My Spendthrift Wants to Come Out and Play

by Kevin on September 5, 2008

My wife and I like to walk in our neighborhood with our puppy, Maggie. It gives us more time to spend together and we get some mostly quiet time to talk.

As we walked together earlier this week the discussion came back to money. I try to avoid over-talking money, budgets, spreadsheets, and whatnot with her, but sometimes I can’t help it. (I have a very loving, very patient bride).
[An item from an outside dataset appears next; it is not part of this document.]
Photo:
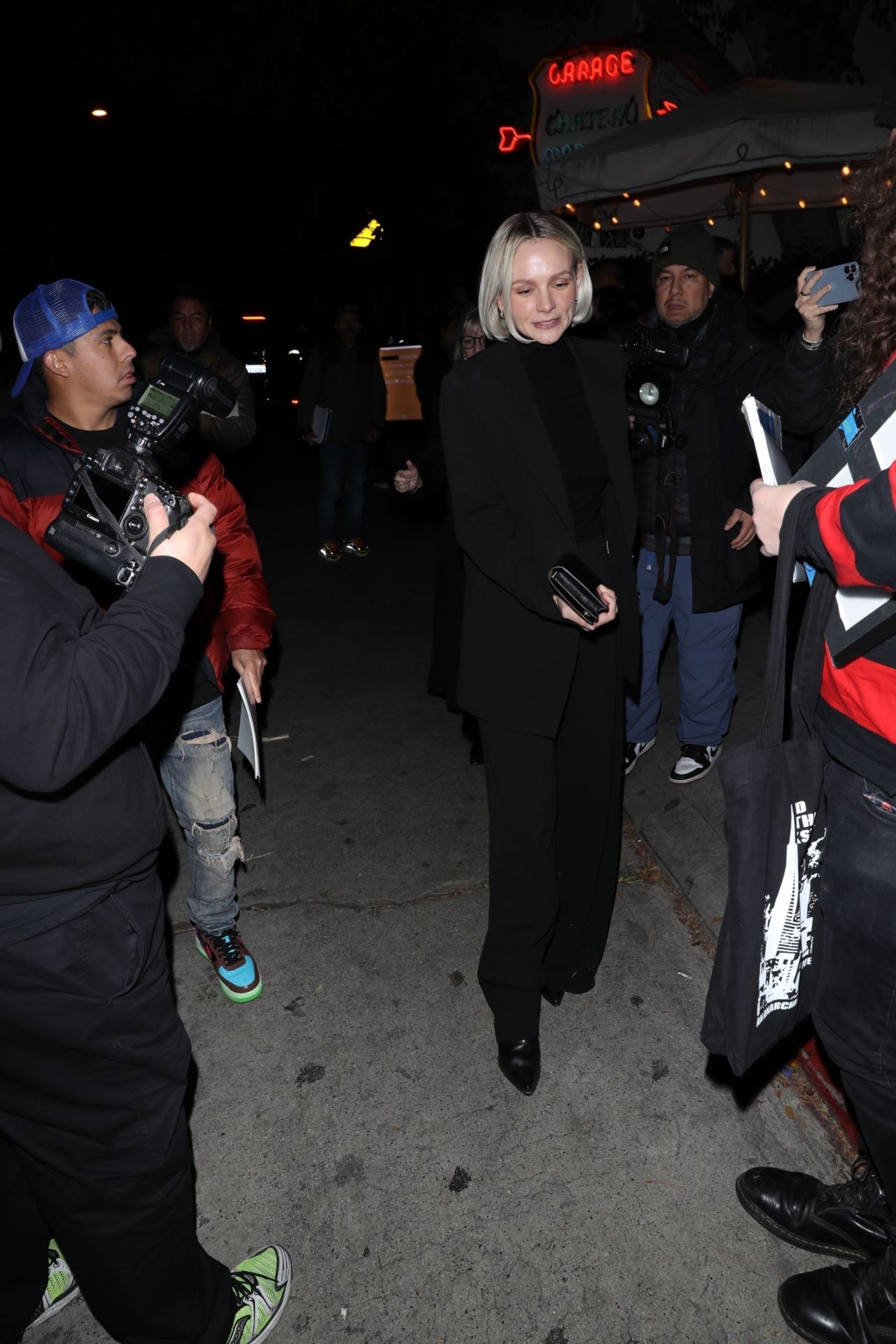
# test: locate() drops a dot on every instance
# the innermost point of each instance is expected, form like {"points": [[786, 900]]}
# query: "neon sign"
{"points": [[511, 137], [583, 94], [609, 66]]}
“I’m frustrated right now,” I said as the dog continued to lead us. “My spendthrift is annoyed with me.”

With an excellent explanation like that, it’s no wonder she needed additional details. “What do you mean?”

Let me point out here that I seem to have a poor grasp of English sometimes. My head moves faster than my mouth. Writing helps me get things out clearly because I can read, re-read, and re-read again to make sure I haven’t missed a word or misspelled things. And even then, I can still slip up.
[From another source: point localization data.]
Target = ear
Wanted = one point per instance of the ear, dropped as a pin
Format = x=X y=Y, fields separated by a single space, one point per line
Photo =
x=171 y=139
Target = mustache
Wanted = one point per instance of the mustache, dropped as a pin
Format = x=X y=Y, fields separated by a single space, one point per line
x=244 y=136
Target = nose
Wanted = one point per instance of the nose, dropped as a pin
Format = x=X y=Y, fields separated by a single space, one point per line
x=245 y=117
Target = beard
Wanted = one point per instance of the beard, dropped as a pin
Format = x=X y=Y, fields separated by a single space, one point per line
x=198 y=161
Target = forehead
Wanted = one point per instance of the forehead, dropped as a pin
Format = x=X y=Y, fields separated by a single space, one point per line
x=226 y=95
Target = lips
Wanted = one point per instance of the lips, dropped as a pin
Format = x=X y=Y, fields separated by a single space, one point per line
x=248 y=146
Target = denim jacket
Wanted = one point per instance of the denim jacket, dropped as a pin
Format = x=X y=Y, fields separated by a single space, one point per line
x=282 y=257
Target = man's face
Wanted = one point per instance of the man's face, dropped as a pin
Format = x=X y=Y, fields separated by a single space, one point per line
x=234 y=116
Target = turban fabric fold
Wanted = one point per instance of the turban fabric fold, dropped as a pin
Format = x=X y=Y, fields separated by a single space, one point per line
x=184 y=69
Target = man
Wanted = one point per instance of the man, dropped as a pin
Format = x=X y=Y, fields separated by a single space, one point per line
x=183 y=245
“Well, it’s hard to explain,” I continued. “It’s like I have the little devil that sits on my shoulder, whispering things he shouldn’t be whispering into my ear.”

“Such as?” she added, still unclear.

“I guess I just get frustrated because when we have extra money at the end of the month, it is already ‘spent’ by the budget. It already has a name or a savings goal to be associated with.”

“I thought that was the idea.” She noted.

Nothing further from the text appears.